Looking for a counterexample for this statement regarding divergent series

Question

I need counter for this statement :

If the series $ \sum a_n$ is divergent then the series $b_n$= $\sum \text{min}(a_n,\frac{1}{n})$ is also divergent.

I closest I reached to a counter is , Define $a_n$ as $$a_n = \begin{cases} \frac{1}{n²} \text{for n even} \\ \frac{1}{n} \text{(any divegrent series) for n odd} \end{cases} $$ Here, $\sum a_n$ is divergent. Because $\sum 1/n²$ is convergent but $\sum 1/n$ is not. So their sum is divergent.

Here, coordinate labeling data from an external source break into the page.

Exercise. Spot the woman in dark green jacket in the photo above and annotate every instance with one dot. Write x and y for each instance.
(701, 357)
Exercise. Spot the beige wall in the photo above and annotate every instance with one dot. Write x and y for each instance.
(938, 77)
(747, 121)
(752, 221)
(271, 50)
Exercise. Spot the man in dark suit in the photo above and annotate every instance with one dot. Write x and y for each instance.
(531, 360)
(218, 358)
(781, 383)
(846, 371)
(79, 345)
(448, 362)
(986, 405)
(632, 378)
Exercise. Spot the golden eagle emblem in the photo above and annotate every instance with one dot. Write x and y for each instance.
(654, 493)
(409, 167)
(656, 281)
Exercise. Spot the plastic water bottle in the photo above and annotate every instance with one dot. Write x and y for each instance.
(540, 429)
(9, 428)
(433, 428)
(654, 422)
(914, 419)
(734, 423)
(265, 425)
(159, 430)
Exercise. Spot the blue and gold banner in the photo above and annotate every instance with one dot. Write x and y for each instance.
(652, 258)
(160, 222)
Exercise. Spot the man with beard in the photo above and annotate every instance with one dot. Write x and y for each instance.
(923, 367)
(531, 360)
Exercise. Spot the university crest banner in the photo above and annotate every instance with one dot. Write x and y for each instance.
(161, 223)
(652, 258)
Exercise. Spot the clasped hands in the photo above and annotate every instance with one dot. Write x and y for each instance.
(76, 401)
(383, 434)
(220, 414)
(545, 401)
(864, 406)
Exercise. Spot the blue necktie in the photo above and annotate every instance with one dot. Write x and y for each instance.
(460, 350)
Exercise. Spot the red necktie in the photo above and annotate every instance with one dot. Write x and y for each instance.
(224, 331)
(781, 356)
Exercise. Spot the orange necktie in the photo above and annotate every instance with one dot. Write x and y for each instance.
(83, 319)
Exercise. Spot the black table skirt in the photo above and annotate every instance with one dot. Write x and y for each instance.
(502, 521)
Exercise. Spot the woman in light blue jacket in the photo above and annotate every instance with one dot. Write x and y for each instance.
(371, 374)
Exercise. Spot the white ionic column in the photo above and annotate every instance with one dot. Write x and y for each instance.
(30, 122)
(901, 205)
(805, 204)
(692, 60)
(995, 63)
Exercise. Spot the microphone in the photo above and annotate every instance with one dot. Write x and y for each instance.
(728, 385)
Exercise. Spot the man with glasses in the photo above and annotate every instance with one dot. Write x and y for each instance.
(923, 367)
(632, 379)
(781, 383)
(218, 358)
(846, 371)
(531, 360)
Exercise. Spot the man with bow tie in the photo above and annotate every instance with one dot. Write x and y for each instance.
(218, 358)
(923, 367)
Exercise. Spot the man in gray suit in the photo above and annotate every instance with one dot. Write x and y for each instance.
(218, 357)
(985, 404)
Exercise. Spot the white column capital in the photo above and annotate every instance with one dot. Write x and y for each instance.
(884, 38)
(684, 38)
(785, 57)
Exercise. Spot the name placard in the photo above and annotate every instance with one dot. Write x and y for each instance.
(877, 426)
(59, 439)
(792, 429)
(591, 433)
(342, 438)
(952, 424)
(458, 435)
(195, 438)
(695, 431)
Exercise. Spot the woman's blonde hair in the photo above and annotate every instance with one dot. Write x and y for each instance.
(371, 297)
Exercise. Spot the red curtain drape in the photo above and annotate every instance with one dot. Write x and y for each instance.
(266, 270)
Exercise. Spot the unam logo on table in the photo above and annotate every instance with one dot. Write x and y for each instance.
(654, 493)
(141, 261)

Now, in $b_n$ At times when $n$ is even $a_n$ (is $\sum 1/n²$ will converge ) will be less than $1/n$ and could be a counter but at odd it will cause problem when because when $n$ is odd there will be $1/n$ equal to it and is divergent but i need it to converge.

If this statement is true then a proof is needed.

Kindly Help.

Thank You.

Answer 1

Consider the sequence $$ a_n = \begin{cases} 0 & \text{if $n$ is not a power of $2$}\\ 1 & \text{if $n$ is a power of $2$}. \end{cases} $$ Since there are infinitely many powers of $2$, $\sum a_n$ diverges. However, $$ b_n = \min\left\{a_n,\frac{1}{n}\right\} = \begin{cases} 0 & \text{if $n$ is not a power of $2$} \\ \frac{1}{n} & \text{if $n$ is a power of $2$} \end{cases} $$ satisfies that $\sum b_n$ converges. Indeed, $$ \sum_{n=0}^{\infty} b_n = \sum_{k=0}^{\infty} \frac{1}{2^k} = 2. $$

Answer 2

Just to mention that the statement in the OP holds if in addition is is assumed that $a_n\searrow0$. The proof of that can be obtained by Cauchy's condensation.

Notice the $a_n\searrow0$ implies that $\min(a_n,\frac1n)\searrow0$. If $\sum_n\min(a_n,\frac1n)<\infty$, $\sum_k2^k\min(a_{2^k},2^{-k})=\sum_k\min(2^ka_{2^k},1)<\infty$ and so, $\sum_k2^ka_{2^k}<\infty$ which in turn means that $\sum_na_n<\infty$.